After working on a recent project relating the new SRA Fire Fee, I wanted to take a quick look at the issue of fees and taxes in modern-day California.
While the vote for ABX1 29 in the Assembly split along party lines (Ayes 52, Noes 26), two Democrats in the Senate sided with the Republicans who opposed the measure (Ayes 23, Noes 16). In both cases, the measure received several more votes than were required, but still fell well short of meeting the two-thirds thresh-hold for new taxes.
So Why is That Important?
Since the passage of Proposition 26 in 2010, bills that increased taxes in California have required the approval of 2/3 of the membership of both houses of the legislature. Let’s take a quick side-step and look at the differences between fees and taxes;
- Fees are charged in exchange for a service. This means that fee payers should see a direct benefit from the money they pay (the link between paying and the benefit is called a “nexus”).

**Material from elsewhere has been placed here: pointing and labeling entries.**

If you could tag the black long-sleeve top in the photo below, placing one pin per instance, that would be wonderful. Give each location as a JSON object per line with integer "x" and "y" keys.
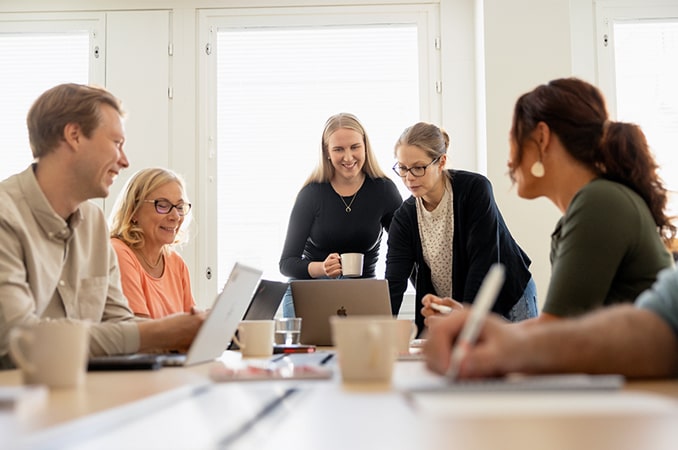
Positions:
{"x": 319, "y": 225}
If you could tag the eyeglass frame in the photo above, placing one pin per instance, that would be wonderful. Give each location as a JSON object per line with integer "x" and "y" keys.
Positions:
{"x": 181, "y": 211}
{"x": 396, "y": 166}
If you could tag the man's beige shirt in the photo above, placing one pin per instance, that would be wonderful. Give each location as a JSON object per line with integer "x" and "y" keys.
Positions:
{"x": 52, "y": 268}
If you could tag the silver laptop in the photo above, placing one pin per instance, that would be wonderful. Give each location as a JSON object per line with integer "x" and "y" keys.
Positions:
{"x": 315, "y": 301}
{"x": 215, "y": 333}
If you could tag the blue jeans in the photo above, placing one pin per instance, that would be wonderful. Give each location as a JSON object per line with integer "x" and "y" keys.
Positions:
{"x": 526, "y": 307}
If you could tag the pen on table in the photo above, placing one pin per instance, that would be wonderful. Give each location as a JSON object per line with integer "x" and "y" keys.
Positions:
{"x": 474, "y": 322}
{"x": 443, "y": 309}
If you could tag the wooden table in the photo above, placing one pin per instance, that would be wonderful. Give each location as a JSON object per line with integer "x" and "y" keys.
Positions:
{"x": 182, "y": 408}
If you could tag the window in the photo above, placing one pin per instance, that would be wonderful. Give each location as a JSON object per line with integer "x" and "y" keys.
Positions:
{"x": 646, "y": 66}
{"x": 275, "y": 84}
{"x": 638, "y": 67}
{"x": 35, "y": 56}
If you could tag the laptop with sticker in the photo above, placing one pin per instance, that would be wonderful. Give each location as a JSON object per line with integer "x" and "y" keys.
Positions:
{"x": 315, "y": 301}
{"x": 215, "y": 333}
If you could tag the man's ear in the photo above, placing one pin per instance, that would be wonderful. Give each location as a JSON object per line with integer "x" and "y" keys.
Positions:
{"x": 72, "y": 134}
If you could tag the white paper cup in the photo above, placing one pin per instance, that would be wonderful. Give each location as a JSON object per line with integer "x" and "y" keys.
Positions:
{"x": 406, "y": 330}
{"x": 51, "y": 352}
{"x": 366, "y": 347}
{"x": 255, "y": 338}
{"x": 287, "y": 330}
{"x": 352, "y": 264}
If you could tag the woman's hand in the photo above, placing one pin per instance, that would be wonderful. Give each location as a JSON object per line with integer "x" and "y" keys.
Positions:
{"x": 332, "y": 265}
{"x": 429, "y": 311}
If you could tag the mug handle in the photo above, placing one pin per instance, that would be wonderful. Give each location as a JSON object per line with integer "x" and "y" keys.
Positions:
{"x": 15, "y": 340}
{"x": 373, "y": 335}
{"x": 413, "y": 333}
{"x": 237, "y": 341}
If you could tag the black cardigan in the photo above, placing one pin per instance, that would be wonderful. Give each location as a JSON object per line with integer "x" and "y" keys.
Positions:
{"x": 480, "y": 238}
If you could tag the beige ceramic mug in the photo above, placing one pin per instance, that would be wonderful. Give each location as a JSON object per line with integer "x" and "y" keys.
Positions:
{"x": 255, "y": 338}
{"x": 352, "y": 264}
{"x": 406, "y": 330}
{"x": 366, "y": 347}
{"x": 51, "y": 352}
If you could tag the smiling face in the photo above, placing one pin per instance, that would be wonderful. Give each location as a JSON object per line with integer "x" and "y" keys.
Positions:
{"x": 346, "y": 151}
{"x": 102, "y": 156}
{"x": 161, "y": 229}
{"x": 429, "y": 186}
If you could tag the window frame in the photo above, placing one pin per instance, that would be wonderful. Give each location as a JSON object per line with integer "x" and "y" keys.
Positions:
{"x": 424, "y": 16}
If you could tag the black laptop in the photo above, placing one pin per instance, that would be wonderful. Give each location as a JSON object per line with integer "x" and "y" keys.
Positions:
{"x": 265, "y": 302}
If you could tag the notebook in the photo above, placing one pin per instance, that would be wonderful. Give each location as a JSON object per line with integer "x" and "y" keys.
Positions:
{"x": 315, "y": 301}
{"x": 215, "y": 333}
{"x": 265, "y": 302}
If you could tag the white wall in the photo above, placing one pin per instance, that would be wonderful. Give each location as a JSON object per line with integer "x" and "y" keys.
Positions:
{"x": 492, "y": 51}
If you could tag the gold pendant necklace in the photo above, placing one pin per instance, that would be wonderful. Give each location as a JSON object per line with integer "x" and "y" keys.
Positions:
{"x": 348, "y": 207}
{"x": 152, "y": 266}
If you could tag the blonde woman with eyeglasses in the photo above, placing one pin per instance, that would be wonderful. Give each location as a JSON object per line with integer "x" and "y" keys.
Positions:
{"x": 149, "y": 218}
{"x": 448, "y": 233}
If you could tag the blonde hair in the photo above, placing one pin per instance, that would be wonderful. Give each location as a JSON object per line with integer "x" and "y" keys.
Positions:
{"x": 324, "y": 171}
{"x": 131, "y": 199}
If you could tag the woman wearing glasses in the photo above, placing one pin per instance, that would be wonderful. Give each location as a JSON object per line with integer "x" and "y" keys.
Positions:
{"x": 342, "y": 208}
{"x": 448, "y": 234}
{"x": 146, "y": 222}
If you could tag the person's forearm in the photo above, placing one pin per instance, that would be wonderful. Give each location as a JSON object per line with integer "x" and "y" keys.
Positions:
{"x": 623, "y": 339}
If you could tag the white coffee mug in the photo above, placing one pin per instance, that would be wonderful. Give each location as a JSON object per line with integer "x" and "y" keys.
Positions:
{"x": 51, "y": 352}
{"x": 406, "y": 330}
{"x": 255, "y": 338}
{"x": 366, "y": 347}
{"x": 352, "y": 264}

- Taxes are more general and can be spend on a wider range of goods and services; the person paying a tax has no real expectation of seeing a direct benefit from the taxes they pay (so state taxes collected in Yolo County can be used to incarcerate inmates from Los Angeles County at Corcoran State Prison (in Kings County).
- The Nexus, as the link between the payment and receipt of a benefit, is usually described as either Strong (meaning that you get to see exactly what the fee paid for, like a new Drivers License) or Weak (meaning that there is reasonable doubt that the fee-payer is actually going to see any benefit for their money.
So, the passage of Proposition 26 (combined with Republican hesitation to approve tax increases) created a huge new incentive for Democrats in the Legislature to construct their “revenue-generating” bills as fees rather than as taxes.
So this brings us gradually back to the SRA Fire Fee. A number of bills were introduced in 2011 that Republican legislators felt were taxes (due to a weak nexus), but were tagged by Legislative Counsel as fee increases. Generally, the Republican doubts were ignored, and the bills passed with a simple majority and implemented.
What makes the SRA Fire Fee interesting is that it (for a number of reasons) is likely to become the test case that will be used in the future as the criteria for determining if a measure is a fee or tax increase.